The world is vastly different today from that of my childhood. Change is everywhere. It is constant and it is unpredictable. It’s the new normal and everyone is scrambling to keep up.
We live in a VUCA world. VUCA is an acronym for Volatility, Uncertainty, Complexity, and Ambiguity.
In his book Get There Early, Bob Johansen talks to church leaders about his introduction to the term VUCA. It happened at the Army War College in Carlisle, Pennsylvania, where upcoming military strategists prepare to lead in an unpredictable future. The church should pay heed.
Here is what I think a VUCA world means for the church:
1. We have to communicate differently.
Jesus attracted people because of how he spoke to them. We cannot deviate from the Bible but our challenge is to translate ancient and timeless truths into the language of the people. Predictability in what you say is considered a waste of time. Ideas that are relevant in a season of chaos are engaging.
2. Authenticity trumps professionalism.
I don’t mean that sloppiness is okay. But slick packaging of the same old stuff will turn people away.
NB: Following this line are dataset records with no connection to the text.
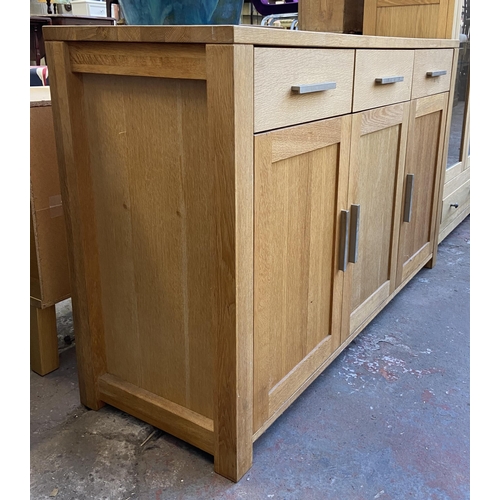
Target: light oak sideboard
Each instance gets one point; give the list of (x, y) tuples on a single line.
[(241, 202)]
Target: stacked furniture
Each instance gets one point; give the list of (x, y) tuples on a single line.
[(241, 202), (49, 270)]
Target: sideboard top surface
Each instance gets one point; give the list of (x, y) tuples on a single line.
[(252, 35)]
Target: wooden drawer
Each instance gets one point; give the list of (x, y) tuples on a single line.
[(277, 70), (375, 70), (431, 72), (460, 197)]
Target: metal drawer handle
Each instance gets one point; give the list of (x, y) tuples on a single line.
[(344, 239), (408, 197), (354, 233), (433, 74), (313, 87), (389, 79)]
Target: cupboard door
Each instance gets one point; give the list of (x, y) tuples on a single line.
[(300, 187), (424, 157), (378, 146)]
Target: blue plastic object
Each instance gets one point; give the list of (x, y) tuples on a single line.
[(185, 12)]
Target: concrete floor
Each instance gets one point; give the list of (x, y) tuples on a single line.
[(387, 420)]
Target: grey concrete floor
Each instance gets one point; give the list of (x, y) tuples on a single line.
[(387, 420)]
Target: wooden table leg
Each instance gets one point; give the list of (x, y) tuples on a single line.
[(44, 355)]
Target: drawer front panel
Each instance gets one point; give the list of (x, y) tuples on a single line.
[(382, 77), (312, 73), (431, 72)]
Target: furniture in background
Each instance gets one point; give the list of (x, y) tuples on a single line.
[(226, 249), (37, 46), (49, 273), (277, 12), (456, 187), (334, 16), (409, 18)]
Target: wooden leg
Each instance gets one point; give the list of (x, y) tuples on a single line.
[(44, 356)]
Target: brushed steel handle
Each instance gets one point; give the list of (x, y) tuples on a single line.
[(408, 197), (354, 233), (389, 79), (344, 239), (313, 87), (433, 74)]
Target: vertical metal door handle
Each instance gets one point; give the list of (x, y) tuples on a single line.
[(354, 233), (408, 197), (344, 239)]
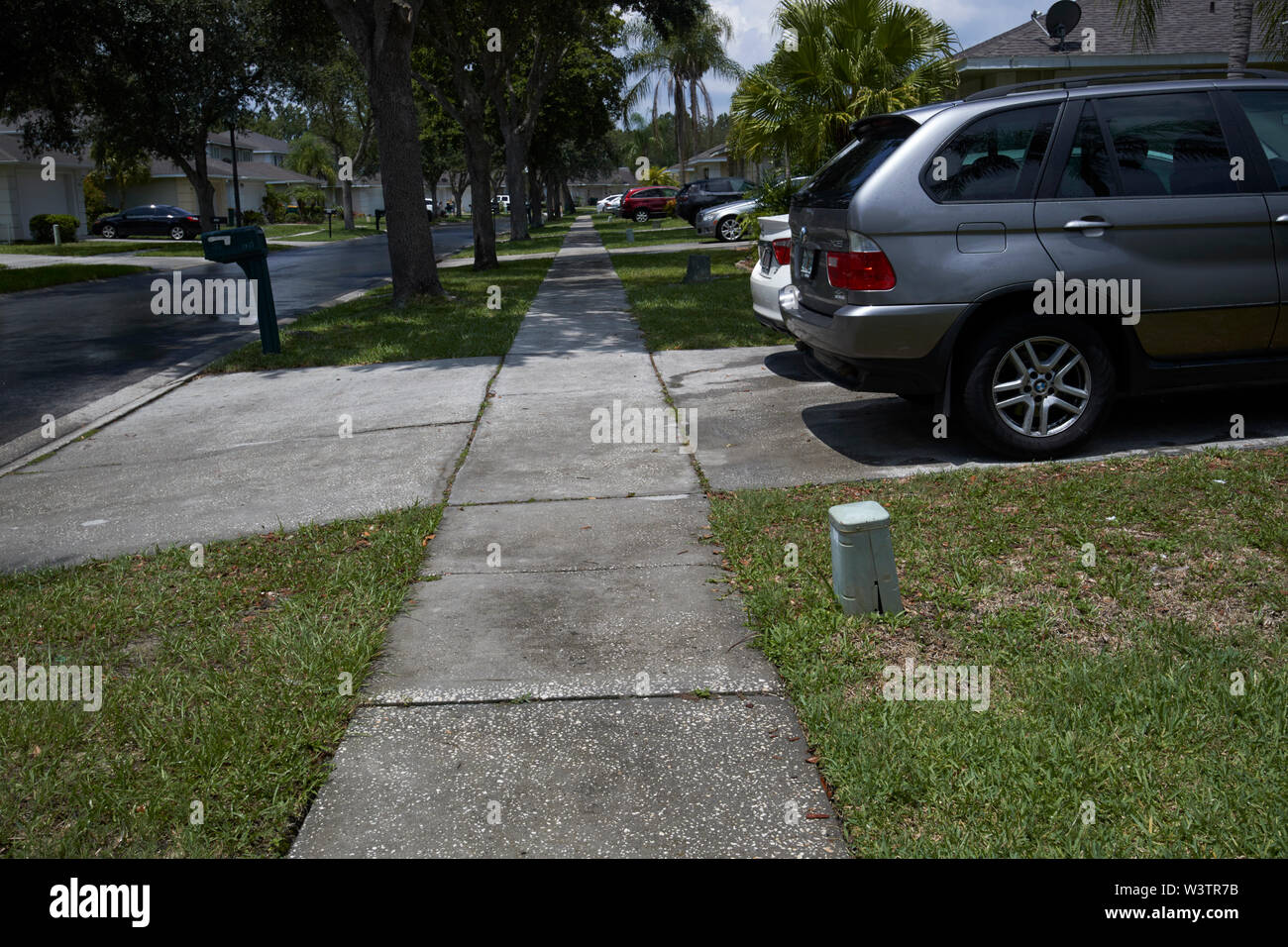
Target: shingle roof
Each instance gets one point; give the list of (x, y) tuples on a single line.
[(250, 140), (1183, 27), (246, 170)]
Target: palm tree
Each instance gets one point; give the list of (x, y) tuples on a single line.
[(1140, 17), (846, 59), (678, 64), (310, 155)]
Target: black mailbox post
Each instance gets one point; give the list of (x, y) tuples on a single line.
[(249, 250)]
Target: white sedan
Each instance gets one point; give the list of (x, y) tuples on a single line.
[(773, 270)]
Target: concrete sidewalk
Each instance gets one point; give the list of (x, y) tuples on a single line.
[(230, 455), (578, 682)]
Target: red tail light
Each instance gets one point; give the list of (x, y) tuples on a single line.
[(862, 266)]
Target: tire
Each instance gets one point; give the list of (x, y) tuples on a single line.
[(1030, 375), (728, 230)]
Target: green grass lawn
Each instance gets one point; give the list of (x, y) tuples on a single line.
[(220, 685), (370, 330), (93, 248), (692, 316), (317, 232), (1111, 684), (59, 273)]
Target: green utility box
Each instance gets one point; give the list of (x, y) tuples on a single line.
[(863, 571), (248, 248)]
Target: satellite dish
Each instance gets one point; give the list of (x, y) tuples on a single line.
[(1061, 18)]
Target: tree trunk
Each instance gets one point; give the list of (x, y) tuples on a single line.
[(411, 240), (679, 129), (1240, 39), (458, 193), (198, 176), (478, 157), (381, 35)]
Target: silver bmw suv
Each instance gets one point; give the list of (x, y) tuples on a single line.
[(1031, 253)]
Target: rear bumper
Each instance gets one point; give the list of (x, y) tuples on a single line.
[(897, 348)]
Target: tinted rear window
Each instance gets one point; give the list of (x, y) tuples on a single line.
[(841, 176)]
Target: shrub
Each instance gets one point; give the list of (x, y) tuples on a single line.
[(274, 208), (43, 227)]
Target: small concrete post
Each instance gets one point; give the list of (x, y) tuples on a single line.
[(698, 269), (863, 571)]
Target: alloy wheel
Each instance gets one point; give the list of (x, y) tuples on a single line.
[(1041, 386)]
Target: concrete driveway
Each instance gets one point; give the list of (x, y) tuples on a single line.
[(765, 420)]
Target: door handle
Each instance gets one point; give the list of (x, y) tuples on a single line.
[(1085, 224)]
It is more important to be real than to be the ideal role model. Honest and sincere leaders who are struggling to live out their faith in the real world inspire hope in the hearts of their followers.
3. We must keep it people-oriented.
It’s about connecting with people at a heart level, not just educating them. If we are going through the motions of fulfilling the expectations of a religious system people will soon disconnect. We have to keep asking ourselves “why am I doing this?” If people’s names are not part of our answer we should re-evaluate.
4. We must keep it simple.
The pandemonium of our current time requires us to prioritize and stay focused on the things that matter most. Better to be really good at a few things than mediocre in a lot of things. Time and energy are limited for everyone. Let’s use them where they provide the greatest benefit.
Some would argue that the church should remain the one place in our chaotic society where there is consistency, predictability, and a respite from all the confusion and disorder. I understand the desire for an occasional escape from our topsy-turvy existence but if the church appears out of touch with the world they live in, people soon find it irrelevant to their lives and a waste of their precious time.
Question: how do you think the church can be more relevant and engaging?